En fait, le site des Saintes-Maries occupe l’emplacement d’une partie d’une antique ville fortifiée, priscum oppidum Râ, selon ce qu’en écrit le géographe Avienus, Ratis, selon les documents ecclésiastiques d’Arles. On serait tenté de voir dans ce nom de Râ celui du disque solaire divin tel que l’ont adoré les Égyptiens, d’autant plus que les Saintes-Maries sont devenues le lieu privilégié d’un étrange pèlerinage des Gitans. Mais il serait plus sage de se référer au mot latin ratis, qui signifie « radeau », allusion au débarquement des trois Maries, ou mieux encore au vieux mot celtique rads, « île boisée », que l’on retrouve dans le nom de la ville de Ratisbonne, la « forteresse boisée ». Quoi qu’il en soit, Râ a été une grande ville munie de fortifications sur les hauteurs pour protéger un port qui offrait, sur la route de l’ambre et de l’étain, le plus sûr et le plus rapide accès au centre de la Gaule. Qu’il y ait eu ici mélange de traditions orientales et de traditions celtiques ne pourra étonner personne.
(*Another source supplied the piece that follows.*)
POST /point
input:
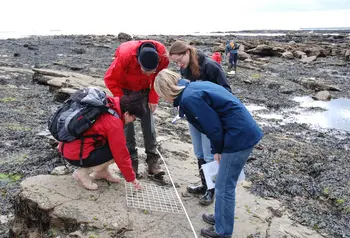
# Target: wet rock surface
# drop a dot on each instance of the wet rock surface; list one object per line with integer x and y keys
{"x": 307, "y": 170}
Il ne reste de cette ville ancienne que le sommet de l’oppidum où se dresse l’église. Au nord de ce rocher, les alluvions ont rehaussé le sol et détourné les eaux. Au sud, la mer a rongé ou englouti le rivage. C’est une réalité historique et géologique, mais où plane un certain parfum de ville disparue, comme la ville bretonne d’Is. Jusqu’au XIIIe siècle, l’église porta le nom de Notre-Dame-de-Ratis ; elle devint Notre-Dame-de-la-Mer. Mais la légende des trois Maries était tellement ancrée dans les esprits que la population n’en finissait pas d’invoquer trois Maries et non une seule, à tel point que le nom de Saintes-Maries-de-la-Mer a été officialisé en 1838. Il y a donc ici une double origine : d’abord le culte de la Mère de Dieu, telle qu’elle était honorée en Orient, à Éphèse en particulier ; ensuite le culte des trois Mères gauloises si typiques de la religion gallo-romaine et dont la statuaire rend abondamment compte.
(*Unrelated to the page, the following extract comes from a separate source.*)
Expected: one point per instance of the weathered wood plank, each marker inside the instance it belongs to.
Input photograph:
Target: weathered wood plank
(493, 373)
Tout cela a conduit, aux Saintes-Maries, à un culte composite dont certaines caractéristiques peuvent paraître aberrantes. Le 25  mai et le 22  octobre, on porte deux des saintes (Marie-Salomé et Marie-Jacobé) dans une barque, jusqu’à la mer. La barque est mise à flot et aspergée par les assistants, tandis que le prêtre fait le geste de bénir avec un bras-reliquaire en argent. Cela fait évidemment songer à certaines liturgies isiaques où la statue de la Déesse était promenée sur une barque, devant laquelle était brandie une main gauche ouverte. On sait aussi que les saintes étaient invoquées par les villes voisines en temps de disette, mais que c’était surtout Sara la Noire qu’on suppliait d’intervenir. Or Sara, de toute évidence, est l’héritière de la Grande Déesse orientale. Où est donc la place exacte de la Vierge Marie, la Theotokos, dans ces liturgies pour le moins ambiguës ?
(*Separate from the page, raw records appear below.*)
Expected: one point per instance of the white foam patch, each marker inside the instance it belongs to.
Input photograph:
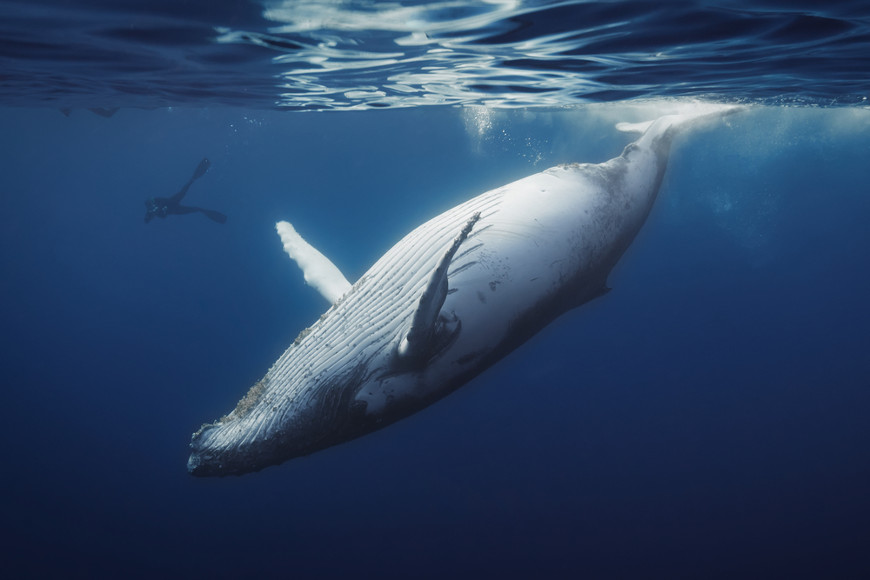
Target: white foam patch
(319, 272)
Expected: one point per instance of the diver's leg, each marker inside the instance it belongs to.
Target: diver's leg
(197, 173)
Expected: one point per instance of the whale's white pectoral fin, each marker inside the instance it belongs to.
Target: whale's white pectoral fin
(422, 338)
(318, 271)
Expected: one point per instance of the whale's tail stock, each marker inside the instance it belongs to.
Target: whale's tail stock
(677, 119)
(683, 115)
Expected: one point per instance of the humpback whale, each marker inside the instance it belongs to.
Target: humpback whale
(446, 302)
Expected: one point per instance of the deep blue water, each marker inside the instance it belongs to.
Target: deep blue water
(705, 419)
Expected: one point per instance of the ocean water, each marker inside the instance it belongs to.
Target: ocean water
(707, 418)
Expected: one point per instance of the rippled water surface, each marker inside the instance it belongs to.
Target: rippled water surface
(308, 54)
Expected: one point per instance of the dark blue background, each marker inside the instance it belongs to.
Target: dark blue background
(707, 418)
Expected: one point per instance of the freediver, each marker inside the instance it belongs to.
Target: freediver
(164, 206)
L’Église romaine, fort inquiète de cette persistance un peu sulfureuse de la mystérieuse Sara, a voulu en faire une juive, épouse répudiée de Pilate, arrivée sur les lieux avec les trois Maries. Mais la tradition populaire, en accord ici avec celle des Gitans, prétend que Sara habitait l’antique cité bien avant que la barque n’y abordât. Le décryptage de cette tradition est facile : Sara représente une ancienne divinité qui était honorée en cet endroit avant l’arrivée des trois Maries. « L’église actuelle, quoique située au centre d’un terrain qui paraît exclusivement sablonneux, est en réalité bâtie sur un rocher qui a pu de tout temps servir de support à un établissement quelconque. À quelques centaines de mètres de la mer, elle renferme une source d’eau douce qui sort du rocher, presque à fleur du sol. Dans le jardin et dans diverses dépendances du presbytère, on peut voir encore des débris de colonnes et de chapiteaux sculptés, en très beau marbre, que la tradition dit avoir appartenu à un temple de Vénus […]. Nous avons remarqué un bloc de marbre très blanc […] qui pourrait bien avoir joué un rôle important et caractéristique dans l’ancien culte d’Astarté ou de quelque autre divinité antique. Il était autrefois simplement déposé dans la crypte, où les “Boumian” venaient le racler avec un couteau pour en détacher un peu de poussière qu’ils absorbaient pour se préserver de la stérilité. Il est maintenant scellé dans un pilier67. »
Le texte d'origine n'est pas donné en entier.